Down the Dirt Roads by Rachael Treasure
Author:Rachael Treasure
Language: eng
Format: epub
Tags: Non-Fiction
ISBN: 9781760143107
Publisher: Penguin Random House Australia
I’ve often said, ‘When I grow up I want to be a cross between American country singer Dolly Parton and Australian poet Les Murray.’ People laugh, but I’m serious. To me, music is poetry and poetry is music, and those two people are amazing in their chosen fields. I’ve often imagined what would happen if I could combine the two. Over the years I’ve written a few poems but I’d always wanted to write songs. Aussie songs. Country songs.
When I was about seven or eight, my friend Luella and I would set the needle on the record player and crank up Slim Dusty’s hit single, ‘I Love to Have a Beer with Duncan’. We’d sit behind her granddad’s bar on stools, chugging empty pewter beer mugs together, singing our guts out to his song over and over, while the adults, who were half-cut on beer, laughed at us. A few short years later, I was shoved into an all-girls school, away from my bestie Luella. I must’ve spoken so much like an Aussie bush pig that the teachers had to give me speech lessons. I blame it on bloody Slim! Or was it those early years of Rolf Harris? Or was it the beer-drinking uncles of mine who called me ‘girt’ or ‘cobber’ or, when I was being cheeky, a ‘rum’un’? There was no denying it, I revelled in country-rough and was shocked that the school and my parents seemed to think I had to somehow ‘improve’ myself.
At recess in the first week I was dragged, perplexed and ashamed, into the drama room with another farm girl from Campania, so they could sandpaper the rough edges from our ocker Tasmanian tongues. Over time, the speech-and-drama teacher, with her ivory clasp in her elegant scrolled hair and her blue eyes that expressed such patience, set about turning my words ‘crick’ into ‘creek’, ‘I seen it’ to ‘I saw it’, ‘we done that’ into ‘we did that’, ‘youse’ into ‘you’ and ‘arks’ into ‘ask’. I had no idea why, of all the girls, we were singled out from the herd of first-year intakes. Despite the teacher’s kindness, it made me feel like a wormy tail-ender in a mob of sheep. It was devastating, but also, in hindsight, thrillingly convenient, because it gave me something to rail and push against. It was this abrasive start to my teenage years that forged me into someone who never wanted to fit into social norms and systems that were on offer for Sandy Bay-schooled children of Hobart professionals or Tasmanian blueblood graziers. As far as I was concerned they could stick that kind of life up their tweed skirts and pleated trousers!
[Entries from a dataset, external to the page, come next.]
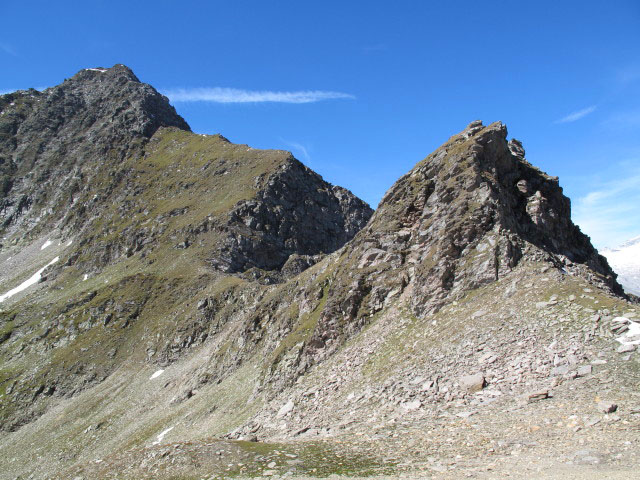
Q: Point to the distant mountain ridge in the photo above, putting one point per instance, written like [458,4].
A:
[196,308]
[625,261]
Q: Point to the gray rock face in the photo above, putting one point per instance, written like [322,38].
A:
[295,212]
[56,143]
[464,217]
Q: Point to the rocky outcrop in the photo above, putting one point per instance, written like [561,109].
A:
[294,212]
[464,217]
[57,143]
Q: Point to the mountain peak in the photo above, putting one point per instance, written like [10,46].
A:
[97,117]
[465,216]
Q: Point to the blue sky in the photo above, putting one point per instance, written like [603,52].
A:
[361,91]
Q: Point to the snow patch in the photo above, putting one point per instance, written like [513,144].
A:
[161,436]
[631,336]
[35,278]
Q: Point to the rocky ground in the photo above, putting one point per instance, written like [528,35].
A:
[217,311]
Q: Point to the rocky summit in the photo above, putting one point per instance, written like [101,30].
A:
[173,305]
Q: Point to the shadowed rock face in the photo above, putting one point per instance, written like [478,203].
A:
[294,212]
[159,214]
[54,143]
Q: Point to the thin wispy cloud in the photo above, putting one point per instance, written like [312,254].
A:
[575,116]
[609,212]
[235,95]
[298,149]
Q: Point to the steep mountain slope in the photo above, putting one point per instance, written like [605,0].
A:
[625,260]
[217,295]
[151,227]
[55,143]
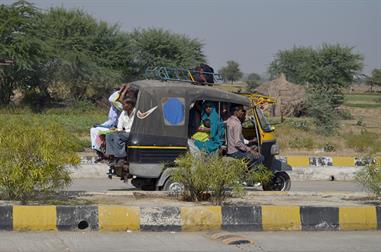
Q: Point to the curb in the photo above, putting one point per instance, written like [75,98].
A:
[198,218]
[293,161]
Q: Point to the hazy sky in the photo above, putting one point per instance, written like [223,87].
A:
[248,31]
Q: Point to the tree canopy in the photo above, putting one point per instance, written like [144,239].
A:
[326,65]
[61,54]
[231,72]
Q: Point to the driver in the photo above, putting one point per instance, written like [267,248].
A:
[116,142]
[236,142]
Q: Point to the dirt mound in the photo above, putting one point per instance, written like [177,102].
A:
[290,97]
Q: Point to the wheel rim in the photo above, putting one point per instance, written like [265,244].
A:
[175,187]
[279,183]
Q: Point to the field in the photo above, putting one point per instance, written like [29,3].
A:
[360,134]
[77,121]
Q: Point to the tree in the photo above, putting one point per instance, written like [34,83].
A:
[254,77]
[89,56]
[253,81]
[374,79]
[327,65]
[157,47]
[19,42]
[327,70]
[231,72]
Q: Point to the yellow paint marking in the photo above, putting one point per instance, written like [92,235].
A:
[118,218]
[158,147]
[357,218]
[343,161]
[35,218]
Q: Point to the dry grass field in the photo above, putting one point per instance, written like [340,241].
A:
[357,136]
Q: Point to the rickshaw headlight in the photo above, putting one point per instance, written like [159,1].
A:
[275,149]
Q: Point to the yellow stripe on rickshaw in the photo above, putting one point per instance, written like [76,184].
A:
[159,147]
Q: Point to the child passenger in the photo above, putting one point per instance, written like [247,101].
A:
[203,134]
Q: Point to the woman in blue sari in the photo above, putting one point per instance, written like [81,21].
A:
[217,132]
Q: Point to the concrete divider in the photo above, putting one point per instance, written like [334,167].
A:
[197,218]
[341,168]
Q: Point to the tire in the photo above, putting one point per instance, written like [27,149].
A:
[280,182]
[173,187]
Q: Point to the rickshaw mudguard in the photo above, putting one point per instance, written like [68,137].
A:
[164,176]
[279,165]
[146,170]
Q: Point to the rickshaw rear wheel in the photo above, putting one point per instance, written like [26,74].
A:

The dedicated school staff certainly had their work cut out for them, trying to get me to bend to the school’s formalities of dress, speech and conduct. To me the building was like an alien mothership, transported straight out of Scotland with grand steps, a bland, austere brick face, rose gardens and the sound of orchestral music flooding its gloomy rooms.